A juíza Célia Regina Vidotti, da Vara Especializada em Ações Coletivas, julgou improcedente o processo do Ministério Público que pretendia condenar o ex-secretário Éder de Moraes ao pagamento de R$ 7.328.549,73 por suposto dano ao erário.
Segundo a magistrada, as irregularidades apontadas pelo MP, envolvendo a construção da Arena Pantanal, em Cuiabá, não foram comprovadas.
A decisão, publicada nesta sexta-feira (27), ainda beneficia os réus: Consórcio Santa Bárbara – Mendes Júnior (constituído pelas empresas Mendes Júnior Trading e Engenharia S/A e Santa Bárbara Engenharia S/A) e os empresários Fernando Henrique Linhares, Eymard Timponi França e Marcelo Dias.
Na ação civil pública, o MP cobrou o ressarcimento milionário por supostos pagamentos antecipados ilegais e sobrepreço na aquisição e montagem de estruturas metálicas.
Porém, após analisar as provas produzidas ao longo do processo, a juíza concluiu pela ausência de dolo em causar lesão aos cofres públicos, bem como descartou a hipótese de sobrepreço ou superfaturamento.
Ela explicou que Éder, sob a orientação de pareceres técnicos, precisou adotar a ferramenta chamada “eventograma” e celebrar termo aditivo para decompor o pagamento nas fases de fornecimento, fabricação e montagem, a fim de evitar a paralisação das obras. Para ela, o caso não se tratou de “subterfúgio para o desvio de recursos ou favorecimento indevido”, mas sim de uma solução técnica de gestão para garantir a entrega do objeto contratado.
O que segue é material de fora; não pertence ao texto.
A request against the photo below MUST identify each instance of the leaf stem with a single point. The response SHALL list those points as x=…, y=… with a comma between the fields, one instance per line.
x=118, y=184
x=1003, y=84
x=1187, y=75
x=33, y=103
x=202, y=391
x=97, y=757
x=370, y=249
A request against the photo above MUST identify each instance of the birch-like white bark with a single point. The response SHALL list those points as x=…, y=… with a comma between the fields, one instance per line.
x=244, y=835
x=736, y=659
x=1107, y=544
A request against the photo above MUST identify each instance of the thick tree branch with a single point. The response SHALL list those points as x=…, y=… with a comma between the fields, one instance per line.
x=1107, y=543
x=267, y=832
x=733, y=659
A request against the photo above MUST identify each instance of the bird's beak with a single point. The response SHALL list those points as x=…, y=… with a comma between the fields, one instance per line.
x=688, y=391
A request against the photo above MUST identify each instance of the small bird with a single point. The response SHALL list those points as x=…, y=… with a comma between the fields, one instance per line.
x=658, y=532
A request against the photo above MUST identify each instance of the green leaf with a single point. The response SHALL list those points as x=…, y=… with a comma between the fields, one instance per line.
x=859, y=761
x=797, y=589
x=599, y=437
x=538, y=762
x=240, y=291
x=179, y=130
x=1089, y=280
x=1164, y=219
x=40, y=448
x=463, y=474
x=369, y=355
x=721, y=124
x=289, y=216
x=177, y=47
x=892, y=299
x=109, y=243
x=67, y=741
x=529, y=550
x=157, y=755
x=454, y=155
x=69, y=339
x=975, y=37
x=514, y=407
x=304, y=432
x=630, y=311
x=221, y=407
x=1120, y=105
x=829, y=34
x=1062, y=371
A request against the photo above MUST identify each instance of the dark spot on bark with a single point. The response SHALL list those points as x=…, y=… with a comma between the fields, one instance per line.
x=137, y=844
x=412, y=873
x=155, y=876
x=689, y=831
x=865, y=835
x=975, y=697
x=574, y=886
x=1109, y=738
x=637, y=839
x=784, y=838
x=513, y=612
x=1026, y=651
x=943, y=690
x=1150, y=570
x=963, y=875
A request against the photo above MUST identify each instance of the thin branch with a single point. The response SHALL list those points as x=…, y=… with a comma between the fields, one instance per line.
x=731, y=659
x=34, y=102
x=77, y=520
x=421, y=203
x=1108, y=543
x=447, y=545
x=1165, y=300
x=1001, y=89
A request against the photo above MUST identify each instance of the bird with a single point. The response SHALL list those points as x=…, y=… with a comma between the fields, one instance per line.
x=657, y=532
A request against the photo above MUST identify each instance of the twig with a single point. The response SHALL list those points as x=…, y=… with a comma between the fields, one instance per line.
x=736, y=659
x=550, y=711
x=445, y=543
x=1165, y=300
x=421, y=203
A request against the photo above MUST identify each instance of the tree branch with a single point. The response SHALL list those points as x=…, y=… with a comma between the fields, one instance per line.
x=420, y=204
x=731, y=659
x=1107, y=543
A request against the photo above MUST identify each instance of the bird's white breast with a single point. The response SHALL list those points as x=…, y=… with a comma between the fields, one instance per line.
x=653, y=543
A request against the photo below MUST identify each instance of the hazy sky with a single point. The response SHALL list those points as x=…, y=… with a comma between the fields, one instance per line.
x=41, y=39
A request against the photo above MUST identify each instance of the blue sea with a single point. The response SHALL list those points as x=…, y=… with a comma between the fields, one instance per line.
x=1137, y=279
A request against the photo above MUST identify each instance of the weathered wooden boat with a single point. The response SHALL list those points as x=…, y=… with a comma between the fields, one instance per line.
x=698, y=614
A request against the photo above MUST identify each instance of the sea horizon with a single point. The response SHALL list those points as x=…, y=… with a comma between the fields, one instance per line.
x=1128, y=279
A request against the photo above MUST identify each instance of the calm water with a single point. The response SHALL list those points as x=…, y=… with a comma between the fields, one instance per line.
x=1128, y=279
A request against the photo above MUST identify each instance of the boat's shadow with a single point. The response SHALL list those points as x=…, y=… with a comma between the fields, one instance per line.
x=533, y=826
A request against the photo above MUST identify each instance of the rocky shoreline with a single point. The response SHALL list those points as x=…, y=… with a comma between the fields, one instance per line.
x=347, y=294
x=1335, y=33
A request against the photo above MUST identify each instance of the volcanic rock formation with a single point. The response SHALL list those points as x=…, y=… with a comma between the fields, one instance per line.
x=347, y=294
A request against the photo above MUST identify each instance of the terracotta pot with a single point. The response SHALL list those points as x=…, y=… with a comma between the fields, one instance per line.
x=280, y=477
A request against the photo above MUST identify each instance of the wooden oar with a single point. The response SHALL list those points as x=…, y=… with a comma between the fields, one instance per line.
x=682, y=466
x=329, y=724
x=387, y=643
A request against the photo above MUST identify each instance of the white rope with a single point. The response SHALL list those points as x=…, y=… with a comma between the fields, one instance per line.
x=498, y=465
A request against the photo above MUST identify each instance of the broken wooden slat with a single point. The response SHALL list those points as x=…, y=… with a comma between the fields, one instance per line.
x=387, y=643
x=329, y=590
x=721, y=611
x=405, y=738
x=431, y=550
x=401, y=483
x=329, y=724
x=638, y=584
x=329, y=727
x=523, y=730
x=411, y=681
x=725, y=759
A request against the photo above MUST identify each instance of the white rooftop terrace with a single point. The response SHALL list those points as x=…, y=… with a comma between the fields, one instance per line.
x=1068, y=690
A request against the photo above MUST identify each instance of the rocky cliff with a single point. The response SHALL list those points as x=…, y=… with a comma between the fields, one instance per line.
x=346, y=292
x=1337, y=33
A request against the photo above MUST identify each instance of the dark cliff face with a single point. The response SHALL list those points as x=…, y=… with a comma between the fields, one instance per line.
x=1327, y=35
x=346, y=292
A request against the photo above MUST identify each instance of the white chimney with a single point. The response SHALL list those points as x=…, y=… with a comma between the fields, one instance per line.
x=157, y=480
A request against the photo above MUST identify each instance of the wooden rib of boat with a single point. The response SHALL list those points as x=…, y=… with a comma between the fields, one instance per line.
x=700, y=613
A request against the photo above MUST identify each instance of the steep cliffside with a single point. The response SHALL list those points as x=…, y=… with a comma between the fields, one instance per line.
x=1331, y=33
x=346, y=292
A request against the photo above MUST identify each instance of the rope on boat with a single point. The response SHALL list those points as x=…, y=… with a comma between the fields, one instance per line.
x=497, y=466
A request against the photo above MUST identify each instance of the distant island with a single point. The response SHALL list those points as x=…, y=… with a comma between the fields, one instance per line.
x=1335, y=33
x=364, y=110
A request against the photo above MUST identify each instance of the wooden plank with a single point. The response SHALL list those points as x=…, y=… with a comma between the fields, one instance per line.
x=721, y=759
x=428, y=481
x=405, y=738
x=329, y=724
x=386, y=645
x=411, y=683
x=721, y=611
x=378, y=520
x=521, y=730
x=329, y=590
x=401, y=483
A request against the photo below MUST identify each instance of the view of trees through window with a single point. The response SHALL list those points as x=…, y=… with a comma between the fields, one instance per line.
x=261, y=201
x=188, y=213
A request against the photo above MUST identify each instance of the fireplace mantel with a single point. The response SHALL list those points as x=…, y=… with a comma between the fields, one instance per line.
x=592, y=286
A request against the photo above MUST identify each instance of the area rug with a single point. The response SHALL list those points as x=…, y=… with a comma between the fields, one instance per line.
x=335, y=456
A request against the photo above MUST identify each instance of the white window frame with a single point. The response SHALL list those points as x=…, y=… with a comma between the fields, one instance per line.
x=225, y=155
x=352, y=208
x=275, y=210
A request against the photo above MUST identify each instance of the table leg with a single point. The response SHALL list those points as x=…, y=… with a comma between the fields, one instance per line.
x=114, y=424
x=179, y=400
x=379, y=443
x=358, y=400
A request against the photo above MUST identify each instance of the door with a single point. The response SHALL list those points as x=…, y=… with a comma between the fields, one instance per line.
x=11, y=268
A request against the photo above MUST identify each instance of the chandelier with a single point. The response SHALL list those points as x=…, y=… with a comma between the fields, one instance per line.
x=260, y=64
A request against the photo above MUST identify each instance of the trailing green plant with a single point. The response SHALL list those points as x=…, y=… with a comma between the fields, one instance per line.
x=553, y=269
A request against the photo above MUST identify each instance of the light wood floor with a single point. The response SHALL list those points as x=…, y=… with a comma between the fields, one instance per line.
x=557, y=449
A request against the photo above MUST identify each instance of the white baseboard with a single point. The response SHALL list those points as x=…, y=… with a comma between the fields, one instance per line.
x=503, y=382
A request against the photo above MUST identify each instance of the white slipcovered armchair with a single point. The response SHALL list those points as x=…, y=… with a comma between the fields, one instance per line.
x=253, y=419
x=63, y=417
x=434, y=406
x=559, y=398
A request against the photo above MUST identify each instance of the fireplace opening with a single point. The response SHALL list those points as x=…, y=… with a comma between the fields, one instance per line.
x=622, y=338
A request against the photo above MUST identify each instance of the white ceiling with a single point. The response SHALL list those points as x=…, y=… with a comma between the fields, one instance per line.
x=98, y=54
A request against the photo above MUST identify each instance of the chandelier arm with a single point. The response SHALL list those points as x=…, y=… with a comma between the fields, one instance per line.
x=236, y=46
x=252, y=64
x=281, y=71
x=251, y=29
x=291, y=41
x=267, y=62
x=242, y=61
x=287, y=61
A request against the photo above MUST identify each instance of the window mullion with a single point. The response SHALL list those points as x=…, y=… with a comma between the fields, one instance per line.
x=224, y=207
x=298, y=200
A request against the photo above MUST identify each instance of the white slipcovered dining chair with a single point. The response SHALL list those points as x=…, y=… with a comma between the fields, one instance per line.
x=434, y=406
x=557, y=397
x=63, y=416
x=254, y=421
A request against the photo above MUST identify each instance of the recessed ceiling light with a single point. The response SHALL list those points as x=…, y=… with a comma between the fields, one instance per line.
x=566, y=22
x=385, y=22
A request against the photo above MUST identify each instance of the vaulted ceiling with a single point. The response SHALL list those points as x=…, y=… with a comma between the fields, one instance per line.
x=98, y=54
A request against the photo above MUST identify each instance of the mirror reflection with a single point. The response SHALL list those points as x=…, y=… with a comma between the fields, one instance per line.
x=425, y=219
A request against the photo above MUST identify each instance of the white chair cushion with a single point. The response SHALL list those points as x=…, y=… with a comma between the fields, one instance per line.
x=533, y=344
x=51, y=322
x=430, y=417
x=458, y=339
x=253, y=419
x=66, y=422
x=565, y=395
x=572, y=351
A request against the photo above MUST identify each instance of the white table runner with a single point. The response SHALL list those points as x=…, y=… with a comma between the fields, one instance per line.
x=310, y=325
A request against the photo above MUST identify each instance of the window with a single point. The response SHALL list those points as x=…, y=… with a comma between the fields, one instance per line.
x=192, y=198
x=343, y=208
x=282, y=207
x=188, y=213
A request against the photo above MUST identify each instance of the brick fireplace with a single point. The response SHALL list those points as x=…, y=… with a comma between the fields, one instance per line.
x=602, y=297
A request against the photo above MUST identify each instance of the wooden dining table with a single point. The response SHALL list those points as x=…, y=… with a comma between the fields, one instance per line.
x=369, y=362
“Nesse contexto, denota-se que o requerido Éder de Moraes Dias, que era o gestor público à época responsável pela Secopa, não atuou por iniciativa própria e isolada, mas sim seguiu a orientação desses pareceres técnicos e jurídicos, circunstância que afasta a possibilidade de configuração do dolo”, observou a magistrada.
De acordo com Vidotti, se não há comprovação do dolo específico, também não há que se falar em improbidade administrativa.
Ainda na decisão, a juíza esclareceu que a pretensão de ressarcimento ao erário já prescreveu. E, mesmo que não tivesse atingido o lapso prescricional, o pedido seria infrutífero, justamente diante da inexistência de prejuízos ao Estado.
“A administração pública, diante de um projeto básico deficiente, optou, amparada tecnicamente, por alterar o cronograma físico-financeiro para evitar um mal maior: a paralisação da obra e a rescisão contratual, o que historicamente gera prejuízos muito superiores decorrentes da deterioração do que já foi construído, custos de desmobilização e nova licitação, por exemplo”.
“Essa escolha administrativa, pautada em critérios técnicos da engenharia (eventograma) e referendada pelos órgãos de fiscalização interna (AGE) e externa (TCE, que acompanhou a execução), insere-se na esfera do mérito administrativo e da gestão contratual legítima, não configurando ilícito passível de ressarcimento, mormente quando não houve pagamento superior ao valor contratado”, reforçou a juíza ao negar o pedido de condenação.